Marcos Morales Morales*

Apenas comienza el período del quiebre histórico de la democracia republicana en Venezuela, en el año 1999, con la instauración de una nueva constitución y un nuevo régimen político, nuestro país muestra una gestión pública, al cabo de estos últimos 18 años de gobierno, con un desempeño desalentador en términos de demolición de las instituciones democráticas, de la destrucción de la estructura económica y la desunión a la convivencia social civilizada de la sociedad venezolana. La situación deplorable de Venezuela se puede resumir en un índice creado, en los 1960´s, por el profesor de economía de Yale University, Arthur Okun, denominado el Índice de Miseria (tasa de desempleo +tasa de inflación); actualmente, tanto en el año 2015 como 2016, Venezuela tiene el Índice de Miseria más alto del mundo[1].

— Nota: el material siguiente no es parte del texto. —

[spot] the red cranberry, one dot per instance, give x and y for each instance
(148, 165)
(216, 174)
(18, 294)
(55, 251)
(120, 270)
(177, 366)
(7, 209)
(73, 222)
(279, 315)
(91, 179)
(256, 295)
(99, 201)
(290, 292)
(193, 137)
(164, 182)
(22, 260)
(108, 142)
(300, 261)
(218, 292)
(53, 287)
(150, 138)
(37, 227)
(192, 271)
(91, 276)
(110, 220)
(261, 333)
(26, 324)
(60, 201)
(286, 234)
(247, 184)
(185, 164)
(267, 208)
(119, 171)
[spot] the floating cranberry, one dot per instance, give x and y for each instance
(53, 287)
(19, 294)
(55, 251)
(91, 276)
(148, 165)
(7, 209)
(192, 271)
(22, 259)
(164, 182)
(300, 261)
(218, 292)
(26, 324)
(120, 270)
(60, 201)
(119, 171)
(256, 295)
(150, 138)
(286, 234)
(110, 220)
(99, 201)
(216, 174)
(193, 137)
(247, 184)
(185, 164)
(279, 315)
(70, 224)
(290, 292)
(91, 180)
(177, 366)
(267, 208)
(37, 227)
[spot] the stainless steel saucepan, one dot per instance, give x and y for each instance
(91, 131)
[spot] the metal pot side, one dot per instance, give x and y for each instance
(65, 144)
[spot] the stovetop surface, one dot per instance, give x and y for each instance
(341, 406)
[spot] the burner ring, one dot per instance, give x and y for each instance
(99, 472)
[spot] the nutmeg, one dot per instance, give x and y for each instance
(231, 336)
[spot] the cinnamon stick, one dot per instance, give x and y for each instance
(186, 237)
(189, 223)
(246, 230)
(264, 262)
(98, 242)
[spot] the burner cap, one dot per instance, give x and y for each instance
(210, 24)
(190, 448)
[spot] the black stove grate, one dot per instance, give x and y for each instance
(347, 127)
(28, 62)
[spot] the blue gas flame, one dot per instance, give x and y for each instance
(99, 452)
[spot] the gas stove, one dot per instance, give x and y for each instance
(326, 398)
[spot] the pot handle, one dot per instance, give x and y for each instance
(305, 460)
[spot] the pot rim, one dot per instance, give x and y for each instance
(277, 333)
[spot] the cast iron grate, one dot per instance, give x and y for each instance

Todo comenzó en 1999, cuando la empresa más relevante del país comienza a sufrir un conjunto de amenazas institucionales que detienen su trayectoria de crecimiento continuo de su producción y productividad, de tal forma, que de ser una de la más eficiente empresa petrolera del mundo, ahora en el año 2016, ha sido calificada como la peor empresa petrolera del mundo, según opinión del profesor Steve Hanke, The Jhon Hopkins University[2].

Lo que en 1999 parecía cambios menores como el estancamiento en la producción de petróleo, en los primeros 4 años, se profundizó con una abierta política pública de caída en la producción y en la productividad de la empresa, que, en el año 2016, termina con una producción de 20 % menor con relación al año 2016, y una plantilla de personal obrero y empleados del 300 % mayor. Estos cambios menores, han acumulado tal grado de males, que actualmente, como la caja de Pandora, PDVSA es prisionera de un ambiente hostil a su estabilidad y eficiente desempeño: valor cero de sus reservas probadas de crudo, resultados financieros (flujo de caja) operacionales negativos, riesgo de insolvencia de pago de deuda externa, entre otros.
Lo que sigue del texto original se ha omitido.